I’m doing more reading than anything else except perhaps sweating. I brought Day of the Jackal with me from Gao, where an English fellow-traveller gave it to me. In Hamani’s box of books I’ve found and read Orwell’s Down and Out in Paris and London; Graham Greene’s The Power and the Glory; Midpoint, a book of poems by John Updike; and James Baldwin’s Go Tell it on the Mountain.The Orwell and Updike were interesting, the Greene and Baldwin were both very good indeed. Any other lists I could bore you with?

My last trip to Oullam with the man from Caritas, originally scheduled for last Sunday or Monday, was postponed, perhaps indefinitely; I’ve been hanging around all week waiting to hear from them. Mark, who as Oxfam’s representative here has formal and informal contacts in Mali for the last few days,so communication has been a little difficult,but he came back today,so I should know quite soon whether I’m staying or going and whichever, where.

Doggerel jotted in in-flight movie machine between Paris and Dakar on the 10th April:


Oh Africa, I’m coming home from home
To spend a half year homeless, and to roam
In one vast corner of you, there to seek
What makes my vision strong..my body weak


This evening I went round to Mark’s house and found him preparing to show home movies to a small audience: two Americans and two English people I’d met already, Tessa and Chris. The movies or rather slides, were of Bororo nomads ( a people I love) at Gao in Mali, where I spent a couple of days at the beginning of this month sweltering amongst familiar ghosts (a place I love), and these particular Bororo were from Abala, where I spent a couple of days quite recently communing with unfamiliar ghosts (love). Tell me these loves were not my coffin nails.

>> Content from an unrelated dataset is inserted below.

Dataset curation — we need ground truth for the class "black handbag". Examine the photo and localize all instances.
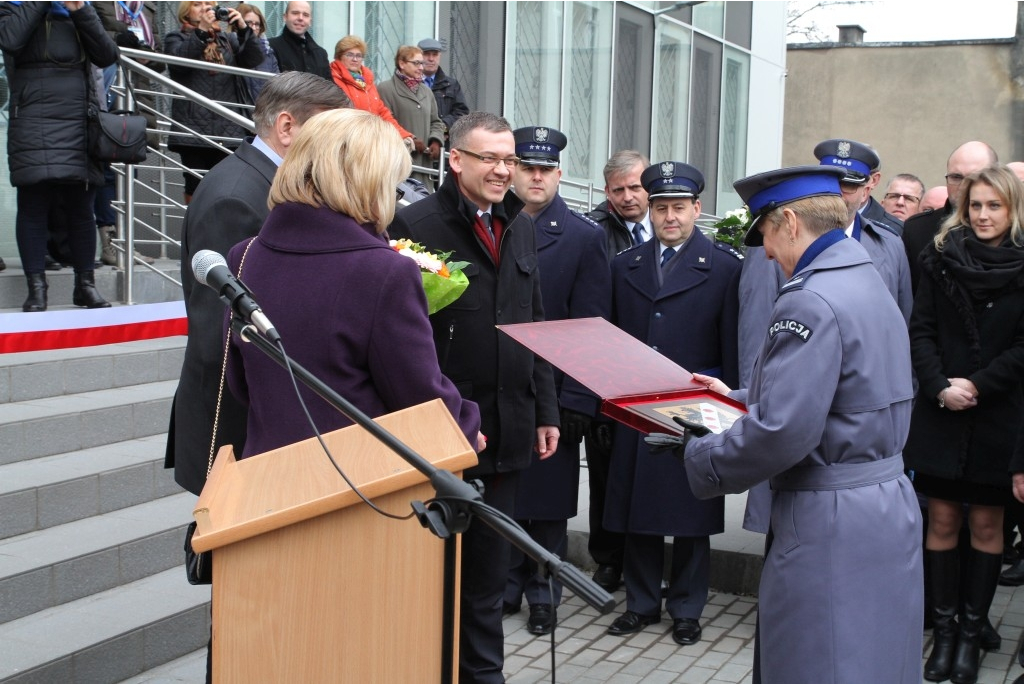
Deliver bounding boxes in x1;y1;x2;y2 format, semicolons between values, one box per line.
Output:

We ate peanuts, and drank rum and lemon, and talked, and watched slides, then went our separate ways,though not before I had put myself in the queue for a certain book on motorcycle maintenance, which turns out to belong to Gary, who works for an American relief agency. Mark and I and an American girl whose name I’ve forgotten, went to a Vietnamese restaurant, delicious but expensive,then Mark took me, brought me, back to Hamani’s.

Soon, before the rains, I’ll go to Agadez. then perhaps back to Abala. Sometime to Ouallam. Work, or wander. To Ouagadougou, or Cameroon, and back to Niger again. I’m leading a slow, soft life. Past pounces, present purrs, future fawns. Roads stretch from here to everywhere. Happier still hearing you’re all happy.